Difficile de se faire une place dans un paysage éditorial de plus en plus concentré. Aujourd’hui, 80 p.cent du chiffre d’affaire annuel de l’édition française est détenu par les dix plus gros éditeurs. « C’est une vraie oligopole à frange », mais Salomé Dolinski y voit deux camps : les pessimistes, et les optimistes. « Les pessimistes pensent que l’édition à la française n’existe plus, qu’Hachette et Editis ont tout bouffé, que les maisons d’édition sont devenues de « vulgaires entreprises » qui courent après le profit et qui donc ne veulent faire que des best-sellers. Et évidemment on ne parle pas du Petit Prince, mais plutôt de Fifty Shades », explique-t-elle. « Et il y a les optimistes, ceux qui ont vu le paysage éditorial français changer ces dernières années et qui s’en accommodent. »

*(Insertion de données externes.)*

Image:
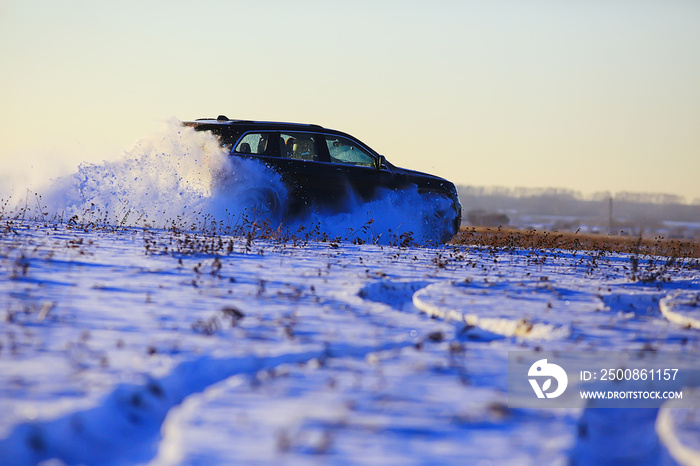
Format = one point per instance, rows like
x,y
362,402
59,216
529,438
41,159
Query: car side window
x,y
300,146
253,143
343,150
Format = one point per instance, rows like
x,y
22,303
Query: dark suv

En France, on est quand même bien lotis : « le livre reste le premier produit culturel, on a la Loi Lang qui régit le prix unique du livre, beaucoup de prix littéraires, des tonnes de festivals et de salons du livre … On trouvera toujours de quoi se plaindre, mais pour l’instant, on est encore pas mal », rappelle Salomé. Le vrai challenge tient moins de la mort tant annoncée du livre que de la mutation des habitudes de lecture. « Il y a une baisse des ventes de livres, et nous avons développé depuis la fin des années 2000 une vraie culture de l’écran. Mais non, le livre n’est pas en train de mourir », reprend-elle.

L’édition a toujours été plus ou moins en crise, et l’apparition du numérique pousse une frange de la profession un peu sédentaire à se remettre en question. Néanmoins, loin de la mort du livre, l’édition numérique incarne une véritable ouverture potentielle, qui a pourtant du mal à décoller en France – ultime vestige d’une « édition à la Française », symbole culturel très fort d’uns part, signe distinctif d’un milieu qui peine à se renouveler d’autre part. « En France, la part du numérique dépasse à peine les 5 p.cent. Les pays anglo-saxons en sont plus friands, mais ça ne dépasse pas les 20 p.cent. »

Oubliez tous les clichés que vous lisez dans les médias. « Il semblerait que les lecteurs de numérique soient aussi de gros lecteurs de livres papier. Et contrairement à ce que l’on pourrait penser, ça n’a pas trop pris auprès de la jeunesse : le livre reste le premier produit culturel en France, loin devant le cinéma, la télévision ou les jeux-vidéos. » On est loin du tableau habituellement décrit par la presse qui, en revanche, souffre énormément de la plurivocité de formats offerts par le web.


Le Transsibérien de Samovar : entre voyage et lecture expérimentale

Si le numérique reste une part marginale de l’édition, il reste néanmoins une valeur ajoutée très importante, notamment en terme de marketing, et ces jeunes éditeurs l’ont bien compris. Le projet des Editions du Samovar prendra fin au Salon du Livre Paris, du 17 au 20 Mars, avec la présentation du livre réalisé ces derniers mois. Mais les Editions du Samovar ne vendent pas qu’un roman choral, ils vendent une expérience : ePub, web, livre papier et application promotionnelle s’entremêlent pour proposer une lecture expérimentale qui prend corps avec le voyage Transsibérien À l’heure de Moscou, voyage inter-temporel étrange et transportant.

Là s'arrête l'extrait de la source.